Inoltre, di fronte alla precedente diagnosi di sofferenza da PKD, avevo condotto, quasi inconsciamente, una vita moderata e, in termini generali, sana. Nuoto due o tre volte alla settimana quando posso e non fumo.

Inoltre, le risposte molto favorevoli che ho avuto da familiari e amici alla mia richiesta di un rene mi hanno aiutato molto.

Le offerte che ho ricevuto sono considerate una delle espressioni più genuine di amore e amicizia. David mi ha persino scritto per sapere che i test di compatibilità tra Elisabeth e me stavano andando bene, che lui stava seguendo il barile: "Per quanto mi riguarda, sono più che pronto a donare una parte ridondante del mio corpo".

La sua espressione non potrebbe essere più eloquente.
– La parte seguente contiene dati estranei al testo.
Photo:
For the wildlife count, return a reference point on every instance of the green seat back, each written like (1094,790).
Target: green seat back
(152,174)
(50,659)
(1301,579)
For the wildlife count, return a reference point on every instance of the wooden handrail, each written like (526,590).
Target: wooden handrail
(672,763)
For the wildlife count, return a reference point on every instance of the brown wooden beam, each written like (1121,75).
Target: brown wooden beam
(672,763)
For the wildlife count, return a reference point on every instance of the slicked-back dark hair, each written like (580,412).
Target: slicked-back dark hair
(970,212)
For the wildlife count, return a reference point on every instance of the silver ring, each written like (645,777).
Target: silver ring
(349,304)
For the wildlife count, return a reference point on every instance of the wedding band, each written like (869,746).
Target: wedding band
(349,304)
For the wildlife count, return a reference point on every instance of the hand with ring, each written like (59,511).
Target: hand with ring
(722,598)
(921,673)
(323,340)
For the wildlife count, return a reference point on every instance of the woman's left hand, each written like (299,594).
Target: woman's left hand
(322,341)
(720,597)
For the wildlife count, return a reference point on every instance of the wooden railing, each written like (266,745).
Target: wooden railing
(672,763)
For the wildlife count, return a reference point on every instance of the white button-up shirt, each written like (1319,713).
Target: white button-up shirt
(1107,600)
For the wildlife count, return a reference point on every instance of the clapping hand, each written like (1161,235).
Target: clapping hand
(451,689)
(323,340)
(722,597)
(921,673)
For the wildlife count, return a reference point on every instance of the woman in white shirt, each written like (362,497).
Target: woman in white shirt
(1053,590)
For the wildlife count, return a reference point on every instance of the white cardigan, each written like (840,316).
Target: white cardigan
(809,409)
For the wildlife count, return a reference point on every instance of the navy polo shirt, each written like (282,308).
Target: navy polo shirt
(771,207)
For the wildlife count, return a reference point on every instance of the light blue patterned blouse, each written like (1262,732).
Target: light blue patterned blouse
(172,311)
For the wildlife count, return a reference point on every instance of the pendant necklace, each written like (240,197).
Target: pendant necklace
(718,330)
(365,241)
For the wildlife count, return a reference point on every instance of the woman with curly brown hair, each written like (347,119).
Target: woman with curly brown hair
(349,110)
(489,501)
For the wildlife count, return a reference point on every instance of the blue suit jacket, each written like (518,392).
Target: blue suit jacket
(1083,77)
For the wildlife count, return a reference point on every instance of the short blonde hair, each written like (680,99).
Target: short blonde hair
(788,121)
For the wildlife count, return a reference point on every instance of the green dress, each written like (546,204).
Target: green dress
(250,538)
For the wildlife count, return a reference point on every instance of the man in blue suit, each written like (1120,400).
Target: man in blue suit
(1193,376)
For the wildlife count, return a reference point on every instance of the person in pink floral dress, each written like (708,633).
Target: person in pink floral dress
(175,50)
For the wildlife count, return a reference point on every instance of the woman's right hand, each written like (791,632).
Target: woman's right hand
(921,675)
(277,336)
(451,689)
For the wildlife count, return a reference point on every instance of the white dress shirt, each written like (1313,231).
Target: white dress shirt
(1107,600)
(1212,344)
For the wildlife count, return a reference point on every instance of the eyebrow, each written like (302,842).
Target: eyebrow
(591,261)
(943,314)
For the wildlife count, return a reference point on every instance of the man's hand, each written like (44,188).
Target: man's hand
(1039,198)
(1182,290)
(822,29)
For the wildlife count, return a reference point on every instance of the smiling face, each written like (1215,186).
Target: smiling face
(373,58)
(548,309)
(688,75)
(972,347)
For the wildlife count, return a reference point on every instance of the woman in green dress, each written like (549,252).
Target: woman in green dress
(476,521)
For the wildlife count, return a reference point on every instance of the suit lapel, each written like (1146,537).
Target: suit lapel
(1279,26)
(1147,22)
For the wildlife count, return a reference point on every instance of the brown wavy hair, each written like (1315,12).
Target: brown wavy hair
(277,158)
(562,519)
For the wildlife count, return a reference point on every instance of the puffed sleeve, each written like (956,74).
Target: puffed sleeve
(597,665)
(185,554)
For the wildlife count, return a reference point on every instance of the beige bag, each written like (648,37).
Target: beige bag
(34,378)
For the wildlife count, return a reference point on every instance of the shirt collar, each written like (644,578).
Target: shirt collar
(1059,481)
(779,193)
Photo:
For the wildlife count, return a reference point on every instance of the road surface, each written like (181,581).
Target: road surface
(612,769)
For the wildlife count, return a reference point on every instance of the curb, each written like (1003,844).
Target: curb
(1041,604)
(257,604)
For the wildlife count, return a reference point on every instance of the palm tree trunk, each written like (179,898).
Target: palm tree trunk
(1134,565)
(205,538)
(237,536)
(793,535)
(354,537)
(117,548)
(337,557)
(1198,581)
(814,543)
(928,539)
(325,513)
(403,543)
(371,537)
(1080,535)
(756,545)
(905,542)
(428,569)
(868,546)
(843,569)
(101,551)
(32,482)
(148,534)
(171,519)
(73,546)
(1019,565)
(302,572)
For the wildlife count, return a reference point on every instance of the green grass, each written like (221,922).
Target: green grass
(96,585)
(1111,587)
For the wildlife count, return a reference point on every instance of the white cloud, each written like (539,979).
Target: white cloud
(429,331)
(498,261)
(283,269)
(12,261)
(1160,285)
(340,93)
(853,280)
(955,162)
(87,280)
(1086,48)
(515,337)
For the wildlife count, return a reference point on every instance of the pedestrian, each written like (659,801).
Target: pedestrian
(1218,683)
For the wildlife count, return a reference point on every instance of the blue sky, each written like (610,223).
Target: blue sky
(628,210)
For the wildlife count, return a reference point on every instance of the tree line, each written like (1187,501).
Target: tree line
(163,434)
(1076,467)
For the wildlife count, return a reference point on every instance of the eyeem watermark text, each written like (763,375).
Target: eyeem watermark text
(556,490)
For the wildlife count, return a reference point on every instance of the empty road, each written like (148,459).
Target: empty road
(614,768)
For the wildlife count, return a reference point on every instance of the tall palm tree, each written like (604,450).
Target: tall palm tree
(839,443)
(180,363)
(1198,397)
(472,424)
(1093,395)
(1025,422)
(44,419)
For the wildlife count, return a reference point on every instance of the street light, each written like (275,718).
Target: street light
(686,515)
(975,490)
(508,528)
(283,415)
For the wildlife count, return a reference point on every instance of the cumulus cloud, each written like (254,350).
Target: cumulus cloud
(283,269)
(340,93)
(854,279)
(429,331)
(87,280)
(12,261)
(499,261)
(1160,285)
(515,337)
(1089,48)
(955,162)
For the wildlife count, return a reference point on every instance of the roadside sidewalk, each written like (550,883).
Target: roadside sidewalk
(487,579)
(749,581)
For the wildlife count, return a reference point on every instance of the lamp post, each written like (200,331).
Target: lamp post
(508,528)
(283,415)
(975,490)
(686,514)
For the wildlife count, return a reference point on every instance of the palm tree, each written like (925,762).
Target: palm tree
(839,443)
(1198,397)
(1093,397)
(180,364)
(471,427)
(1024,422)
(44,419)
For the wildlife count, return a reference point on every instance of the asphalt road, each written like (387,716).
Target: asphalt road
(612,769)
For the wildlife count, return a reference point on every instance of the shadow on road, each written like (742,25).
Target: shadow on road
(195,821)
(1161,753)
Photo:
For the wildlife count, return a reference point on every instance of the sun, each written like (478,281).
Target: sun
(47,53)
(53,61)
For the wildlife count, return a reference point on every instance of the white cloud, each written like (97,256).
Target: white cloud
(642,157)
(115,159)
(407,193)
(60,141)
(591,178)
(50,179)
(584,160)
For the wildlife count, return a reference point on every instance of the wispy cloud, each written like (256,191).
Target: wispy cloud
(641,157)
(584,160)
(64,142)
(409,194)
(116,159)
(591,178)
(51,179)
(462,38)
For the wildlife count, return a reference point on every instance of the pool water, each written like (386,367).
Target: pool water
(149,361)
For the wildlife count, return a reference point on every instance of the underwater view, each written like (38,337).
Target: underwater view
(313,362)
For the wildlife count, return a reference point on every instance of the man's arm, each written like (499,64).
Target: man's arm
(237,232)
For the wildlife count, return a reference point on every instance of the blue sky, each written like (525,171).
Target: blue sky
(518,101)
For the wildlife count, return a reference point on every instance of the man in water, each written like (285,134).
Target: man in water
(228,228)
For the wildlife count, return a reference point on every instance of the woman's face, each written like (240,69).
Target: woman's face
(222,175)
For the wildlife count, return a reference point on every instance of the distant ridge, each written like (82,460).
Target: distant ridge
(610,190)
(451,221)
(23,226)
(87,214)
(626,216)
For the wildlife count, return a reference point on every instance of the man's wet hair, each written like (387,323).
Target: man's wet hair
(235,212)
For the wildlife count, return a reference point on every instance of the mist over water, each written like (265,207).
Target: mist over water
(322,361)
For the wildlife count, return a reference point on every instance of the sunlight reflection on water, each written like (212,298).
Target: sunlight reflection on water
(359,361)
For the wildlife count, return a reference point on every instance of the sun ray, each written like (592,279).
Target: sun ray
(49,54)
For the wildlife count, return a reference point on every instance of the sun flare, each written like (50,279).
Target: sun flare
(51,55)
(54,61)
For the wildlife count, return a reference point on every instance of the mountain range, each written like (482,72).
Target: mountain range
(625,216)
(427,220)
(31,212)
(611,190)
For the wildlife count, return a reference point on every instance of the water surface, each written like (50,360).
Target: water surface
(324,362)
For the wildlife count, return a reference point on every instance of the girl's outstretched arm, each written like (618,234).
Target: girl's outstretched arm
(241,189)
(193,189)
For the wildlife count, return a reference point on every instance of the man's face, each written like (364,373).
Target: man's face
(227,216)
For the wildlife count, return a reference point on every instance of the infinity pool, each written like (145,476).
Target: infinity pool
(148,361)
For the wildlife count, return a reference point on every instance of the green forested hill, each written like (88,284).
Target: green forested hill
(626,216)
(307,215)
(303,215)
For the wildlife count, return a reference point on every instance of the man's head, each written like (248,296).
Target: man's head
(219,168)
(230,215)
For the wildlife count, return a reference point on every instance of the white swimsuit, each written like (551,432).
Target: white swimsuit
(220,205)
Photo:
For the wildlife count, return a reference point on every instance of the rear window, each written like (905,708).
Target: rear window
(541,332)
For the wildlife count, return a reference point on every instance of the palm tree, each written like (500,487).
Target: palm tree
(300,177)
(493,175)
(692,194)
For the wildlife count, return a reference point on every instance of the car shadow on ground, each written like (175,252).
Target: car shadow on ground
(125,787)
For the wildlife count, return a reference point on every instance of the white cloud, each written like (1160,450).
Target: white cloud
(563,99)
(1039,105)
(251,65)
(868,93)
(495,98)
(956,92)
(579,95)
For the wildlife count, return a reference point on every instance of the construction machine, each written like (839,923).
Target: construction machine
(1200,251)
La maggior parte di noi ha due reni, ma per viverci ne abbiamo solo bisogno - come dimostrato da numerosi studi medico-accademici condotti con donatori di reni e che hanno dimostrato che lo stile di vita o la salute dei donatori non cambiano dopo una nefrectomia.

Sono stato molto fortunato ad avere diversi donatori viventi. In Messico, il sistema di recupero di organi per persone con morte cerebrale sta migliorando, ma resta ancora molto da fare. I tempi di attesa possono essere due, tre o più anni, momento in cui la salute del paziente può peggiorare.

Il mio trapianto poteva andare avanti senza la tortura mentale di non sapere quando sarebbe arrivato quell'organo vitale. Inoltre, ha progredito con il vantaggio che il dottor Madero poteva pianificare con anticipazione e metodologia.

In quelli c'erano Elisabeth, io e il Dr. Madero, che è anche il capo del dipartimento di nefrologia dell'Istituto Nazionale di Cardiologia - Ignacio Chavez, una delle più prestigiose istituzioni ospedaliere pubbliche in Messico, quando a metà aprile i miei reni cominciarono a sanguinare.

Il sanguinamento renale nei pazienti con PDK è solitamente dovuto alla rottura di una o più cisti. Si manifestano attraverso l'urina. All'inizio uno pensa di urinare sangue, che non è necessariamente preciso. Alcune gocce facilmente macchiano l'urina. In ogni caso, ci si sente come se la vita venisse svuotata da quel flusso rossastro.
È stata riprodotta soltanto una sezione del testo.